W zestawieniu moich ulubionych produktów 2011 roku  (klik) znalazł się żel pod prysznic Original Source, czas napisać o nim kilka słów więcej :)

Z żelami Original Source poznałam się w wakacje, na początku ostrożnie podchodziłam do produktów tej firmy, ale wpadłam zupełnie, gdy zaczęłam używać limonkowego żelu :) Od tamtej pory przetestowałam już kilka kolejnych zapachów i jestem zachwycona:


Zacznę od przyziemnych spraw - opakowanie: świetne! Stojąca, przezroczysta tuba, z której łatwo wydobyć produkt. Dodatkową zaletą jest to, że widzimy ile zostało produktu oraz możemy się cieszyć intensywnymi kolorami :) 
Przejdźmy do żeli, których używałam:

Zacznę od mojej ulubionej limonki: odświeżający, kwaskowy, po prostu cudny zapach, który utrzymuje się na skórze. Idealny żel do stosowania w upały, po ćwiczeniach lub rankiem na rozbudzenie :) Genialny. Już mi się skończył, ale kupie go ponownie, co przy żelach pod prysznic zdarza mi się wyjątkowo rzadko.

Jako drugi ulubieniec występuje wersja z olejkiem pomarańczowym i imbirem: zapach jest połączeniem pomarańczowej skórki i imbiru - zdobył moje serce i nos natychmiast :) Zapach utrzymuje się na skórze dłużej niż przy stosowaniu żeli innych firm, co bardzo mi odpowiada.

Trzecie miejsce zajmuje wersja z wodną miętą i trawą cytrynową: przyznaję - byłam bardzo sceptyczna. Wynika to z faktu, że osobiście nie lubię mięty! Tak! Mięta jest o.k dopóki jest w paście do zębów lub gumach do żucia. W innych wypadkach unikam jej jak tylko mogę -  dodanie mięty do soku lub lodów czyni produkt zupełnie zepsutym i niejadalnym dla mnie ;) Okazuje się jednak, że ten żel wcale nie pachnie miętą :) Uff. Ma wyjątkowo łagodny, delikatny i przyjemny zapach czystości, który krócej utrzymuje się na skórze niż w innych wersjach zapachowych.

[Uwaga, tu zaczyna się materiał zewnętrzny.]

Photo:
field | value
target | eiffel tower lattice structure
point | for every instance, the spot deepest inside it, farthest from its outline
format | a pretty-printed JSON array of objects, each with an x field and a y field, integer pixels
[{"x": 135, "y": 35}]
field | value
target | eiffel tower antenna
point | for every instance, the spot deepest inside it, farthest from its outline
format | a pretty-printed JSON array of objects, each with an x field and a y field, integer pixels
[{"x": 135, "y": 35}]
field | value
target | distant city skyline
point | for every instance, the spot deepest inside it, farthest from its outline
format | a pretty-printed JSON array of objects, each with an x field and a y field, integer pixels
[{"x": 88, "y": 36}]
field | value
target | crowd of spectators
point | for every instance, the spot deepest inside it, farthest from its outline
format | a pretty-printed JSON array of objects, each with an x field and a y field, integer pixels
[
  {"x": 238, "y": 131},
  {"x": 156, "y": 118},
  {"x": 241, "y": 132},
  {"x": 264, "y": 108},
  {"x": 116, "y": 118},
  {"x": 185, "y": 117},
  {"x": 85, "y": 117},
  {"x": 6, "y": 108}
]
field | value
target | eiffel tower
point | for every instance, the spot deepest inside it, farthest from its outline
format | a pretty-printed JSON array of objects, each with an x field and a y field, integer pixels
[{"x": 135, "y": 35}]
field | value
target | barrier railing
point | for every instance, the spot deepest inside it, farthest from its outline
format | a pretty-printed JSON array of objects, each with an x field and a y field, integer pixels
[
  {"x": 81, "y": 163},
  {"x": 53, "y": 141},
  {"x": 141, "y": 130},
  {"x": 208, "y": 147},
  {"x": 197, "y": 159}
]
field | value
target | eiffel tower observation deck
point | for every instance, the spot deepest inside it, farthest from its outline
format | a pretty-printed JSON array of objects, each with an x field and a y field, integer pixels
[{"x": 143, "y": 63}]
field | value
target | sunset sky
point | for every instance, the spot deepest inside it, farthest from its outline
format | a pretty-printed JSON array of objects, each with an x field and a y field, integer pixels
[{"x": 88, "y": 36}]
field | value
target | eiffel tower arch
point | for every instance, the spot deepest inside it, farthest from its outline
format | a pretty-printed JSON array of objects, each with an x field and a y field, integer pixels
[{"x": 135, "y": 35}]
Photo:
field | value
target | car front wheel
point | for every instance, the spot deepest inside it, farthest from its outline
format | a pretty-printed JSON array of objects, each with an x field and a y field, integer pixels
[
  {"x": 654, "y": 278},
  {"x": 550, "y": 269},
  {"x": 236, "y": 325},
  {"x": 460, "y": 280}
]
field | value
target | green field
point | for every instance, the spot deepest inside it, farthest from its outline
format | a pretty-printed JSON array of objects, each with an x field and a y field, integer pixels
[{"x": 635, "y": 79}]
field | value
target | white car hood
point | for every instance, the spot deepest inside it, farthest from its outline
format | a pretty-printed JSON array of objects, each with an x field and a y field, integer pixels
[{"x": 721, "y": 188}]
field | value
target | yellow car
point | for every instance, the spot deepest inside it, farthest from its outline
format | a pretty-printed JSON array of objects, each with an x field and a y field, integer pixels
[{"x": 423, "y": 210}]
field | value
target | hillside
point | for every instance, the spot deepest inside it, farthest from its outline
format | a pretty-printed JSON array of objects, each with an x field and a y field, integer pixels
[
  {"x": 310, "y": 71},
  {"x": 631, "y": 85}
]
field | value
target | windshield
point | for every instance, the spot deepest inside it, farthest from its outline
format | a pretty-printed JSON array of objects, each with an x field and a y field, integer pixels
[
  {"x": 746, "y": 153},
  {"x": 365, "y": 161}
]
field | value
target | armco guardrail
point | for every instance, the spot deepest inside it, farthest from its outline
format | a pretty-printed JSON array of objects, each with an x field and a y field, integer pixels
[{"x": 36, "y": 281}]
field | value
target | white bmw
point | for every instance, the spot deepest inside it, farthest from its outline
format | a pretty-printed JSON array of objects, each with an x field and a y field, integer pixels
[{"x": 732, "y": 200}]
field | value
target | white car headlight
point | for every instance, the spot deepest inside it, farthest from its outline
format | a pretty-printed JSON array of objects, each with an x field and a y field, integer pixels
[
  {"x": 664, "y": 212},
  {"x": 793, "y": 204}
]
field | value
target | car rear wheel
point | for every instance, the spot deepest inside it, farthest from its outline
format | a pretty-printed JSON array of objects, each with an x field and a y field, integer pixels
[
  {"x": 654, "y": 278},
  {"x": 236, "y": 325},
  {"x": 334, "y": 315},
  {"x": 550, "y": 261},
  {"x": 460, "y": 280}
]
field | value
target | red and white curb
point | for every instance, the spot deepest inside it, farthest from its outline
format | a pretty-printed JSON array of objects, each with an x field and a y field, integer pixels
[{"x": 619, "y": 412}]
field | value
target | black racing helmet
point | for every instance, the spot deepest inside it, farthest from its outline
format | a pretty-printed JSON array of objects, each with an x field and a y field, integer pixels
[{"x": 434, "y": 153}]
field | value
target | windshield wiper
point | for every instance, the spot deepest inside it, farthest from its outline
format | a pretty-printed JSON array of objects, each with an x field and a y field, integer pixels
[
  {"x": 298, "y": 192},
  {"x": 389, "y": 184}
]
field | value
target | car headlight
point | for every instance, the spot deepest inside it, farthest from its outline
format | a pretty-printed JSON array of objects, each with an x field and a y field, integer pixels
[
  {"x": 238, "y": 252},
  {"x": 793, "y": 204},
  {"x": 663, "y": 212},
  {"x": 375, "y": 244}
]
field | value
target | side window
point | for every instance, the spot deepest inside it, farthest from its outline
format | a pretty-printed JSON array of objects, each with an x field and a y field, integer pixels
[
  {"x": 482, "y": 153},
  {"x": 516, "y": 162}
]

Ostatnie miejsce w moim zestawieniu otrzymuje wersja smoczy owoc i kapsaicyna.  Zaznaczę jednak od razu, że to ostatnie miejsce jest spowodowane jedynie zapachem, który niezbyt mi przypadł do gustu. Jest to zapach dość intensywny, cięższy, bardziej męski.  Dobrze pachnie na moim Tż, jednak ja wole używać innych wersji zapachowych :) 

Podsumowanie:

Wpadłam po uszy! Od kupienia pozostałych wersji zapachowych powstrzymuje mnie obecnie tylko resztka rozsądku (mam pełno żeli pod prysznic i muszę je w końcu zużyć). Żele mają świetne, niestandardowe zapachy, gęstą wydajną konsystencję i nie wysuszają mojej skóry (choć też nie nawilżają). Kolejne plusy: żele są produktami wegańskimi, a butelce znajduje się zachęta, by oddać pustą butelkę po żelu do recyklingu!
Jakby tego było mało, często można je kupić w promocyjnych cenach (7,99zl) lub nawet dwa żele w cenie jednego, więc eksperymentowanie z nowymi prysznicowymi doznaniami nie jest drogie. Według mnie to produkt na 5!

Jedyne co mogę zarzucić to fakt, że w Polsce nie ma wersji zapachowych dostępnych np. w W. Brytanii ;) 

Koszt: 9,99 zl 
Gdzie kupić? Rossman

Używałyście produktów Original Source Jaka jest Wasza ulubiona wersja zapachowa?

piątek, 6 maja 2011

recenzja: Alterra

Kilka miesięcy temu natrafiłam w Rossmanie na kosmetyki Alterra i nie mogłam się oprzeć (typowy objaw zakupoholizmu), sumienie uciszyłam argumentami o naturalnych składach i pobiegłam do kasy. Oto moje skromne zakupy:

  • łagodny szampon migdały i jojoba, dla wrażliwej i podrażnionej skóry (czyli dokładniej takiej jaką posiadam)
  • żel pod prysznic pomarańcza i wanilia
  • mydło z olejami roślinnymi z naturalnym żelem aloesowym
Dla zainteresowanych składy:
  •  szampon
  • żel pod prysznic 
  • mydło

Moje spostrzeżenia - szampon:
Moja skóra głowy jest bardzo wrażliwa, łatwo się przesusza, okresowo pojawiają się problemy z łojotokiem - poprzeczka dla wszelkich szamponów zawieszona jest więc dość wysoko. 
Wypróbowałam już mnóstwo pseudo-łagodnych szamponów i zwykle byłam zawiedziona. Na szczęście nie tym razem :) Ale po kolei: szampon ma zaskakujący, słodkawy zapach, inny niż się spodziewałam, ale podoba mi się. Nie zawiera silikonów, syntetycznych barwników, substancji zapachowych, parafiny, innych związków olejów mineralnych, oraz substancji pochodzenia zwierzęcego! Zawiera natomiast kilka składników pochodzących z certyfikowanych upraw ekologicznych. Po umyciu włosy są dobrze oczyszczone, miękkie i pachnące. Ukoił moją skórę głowy i jeśli tak będzie nadal- szampon kupie ponownie. Polecam wypróbowanie tego szamponu, wszystkim osobom borykającym się z przesuszoną skórą głowy; za śmieszne wręcz pieniądze można go kupić w Rossmanie.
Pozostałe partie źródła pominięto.